RTE racing pundit and racehorse trainer Ted Walsh has claimed that the Curragh Racecourse needs to provide comfortable facilities for ordinary racegoers to ensure that big crowds return to the re-developed home of flat racing.
Outspoken Walsh was speaking at the venue on Irish Oaks Day on Saturday - less than 48 hours before it was announced that Leopardstown CEO Pat Keogh is taking over with immediate effect.
A week earlier, the sitting CEO Derek McGrath, who had overseen the €81m redevelopment, announced he was leaving at the end of the season.
Walsh, who made is comments on RTE TV, said that the Curragh is competing with other events like Slane and Electric Picnic to attract people and needed to offer a better service to patrons.
Many people who attended Derby Day last month were disappointed with the length of queues for bars and toilets and there was also concerns about the lower than expected crowd for the 3-day Festival.
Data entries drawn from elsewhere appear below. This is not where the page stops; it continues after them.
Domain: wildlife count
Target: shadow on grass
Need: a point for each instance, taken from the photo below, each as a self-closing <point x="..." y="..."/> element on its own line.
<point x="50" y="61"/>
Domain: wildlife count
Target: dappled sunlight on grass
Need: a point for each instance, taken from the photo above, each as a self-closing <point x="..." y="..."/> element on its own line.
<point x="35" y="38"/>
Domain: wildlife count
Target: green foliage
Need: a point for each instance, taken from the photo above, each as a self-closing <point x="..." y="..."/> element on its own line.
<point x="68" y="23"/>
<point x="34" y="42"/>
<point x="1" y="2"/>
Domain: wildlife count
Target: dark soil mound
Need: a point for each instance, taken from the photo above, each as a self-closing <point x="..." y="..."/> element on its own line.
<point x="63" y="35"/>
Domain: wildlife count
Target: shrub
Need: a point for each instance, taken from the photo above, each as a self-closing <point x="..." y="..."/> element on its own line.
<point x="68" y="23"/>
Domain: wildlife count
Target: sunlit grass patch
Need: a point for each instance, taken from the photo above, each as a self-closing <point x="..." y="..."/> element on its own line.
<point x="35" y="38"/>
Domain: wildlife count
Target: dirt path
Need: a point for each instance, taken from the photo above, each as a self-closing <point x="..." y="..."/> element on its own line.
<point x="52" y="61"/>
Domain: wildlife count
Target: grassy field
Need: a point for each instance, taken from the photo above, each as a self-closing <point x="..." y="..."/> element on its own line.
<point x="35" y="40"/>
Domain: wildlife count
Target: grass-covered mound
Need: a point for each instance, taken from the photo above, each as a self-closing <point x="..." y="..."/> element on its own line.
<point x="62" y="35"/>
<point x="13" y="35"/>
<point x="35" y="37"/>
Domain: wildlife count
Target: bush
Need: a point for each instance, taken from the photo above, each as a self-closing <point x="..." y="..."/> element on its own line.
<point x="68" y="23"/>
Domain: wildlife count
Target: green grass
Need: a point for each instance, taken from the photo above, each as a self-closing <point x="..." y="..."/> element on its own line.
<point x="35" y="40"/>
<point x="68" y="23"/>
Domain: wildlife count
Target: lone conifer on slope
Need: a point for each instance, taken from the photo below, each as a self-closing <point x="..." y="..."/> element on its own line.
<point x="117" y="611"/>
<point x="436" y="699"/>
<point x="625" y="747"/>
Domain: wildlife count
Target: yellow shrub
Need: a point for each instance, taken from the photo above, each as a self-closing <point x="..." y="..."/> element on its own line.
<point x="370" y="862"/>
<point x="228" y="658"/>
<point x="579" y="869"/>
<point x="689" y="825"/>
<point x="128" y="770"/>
The Curragh insisted that a number of teething issues had been highlighted and that it would act on the feedback of patrons to improve customer experience at future meetings.
Walsh said: "To be blunt about it, it suffers from delusions of grandeur. It thinks it's better than it actually is and that people will just come here - they won't. You've got to get the public to come."
He added: "There are no many things now - outdoor concerts whether it's Slane or Electric Picnic, the rugby has come to the fore for people to spend their money.
"Whoever was in charge of getting that crowd here missed out completely and when they did come to the Curragh they didn't look after them and they won't be back too soon.
"People went away from here with a bad impression, and that's the wrong thing to do."
Racing pundit Jane Mangan, who joined Walsh on RTE's coverage presented by Hugh Cahill at the Curragh, hailed the new grandstand as 'magnificent' architecturally and visually - but said that general admission ticket holders should have access to the first and second levels and not just the first level.
"Open up the second level and there are several bar, restaurant and toilet facilities which would have helped alleviate the problem that we had on Derby Day," she said.
Walsh added: "The Curragh is a bit like, you know when you go into a place and you say: 'I don't think I'm wanted here' because it's a bit stuffy and uncomfortable - this place suffers from that.
"I always felt that this place was uppercrust, like 'Upstairs Downstairs'.
But he added: "This has been going on for 30 years.
"The ethos is wrong here and unless they change that, they still won't get people to come."
The next meetings at the Curragh are the Curragh Sounds events on consecutive Friday evenings beginning on Friday, August 9.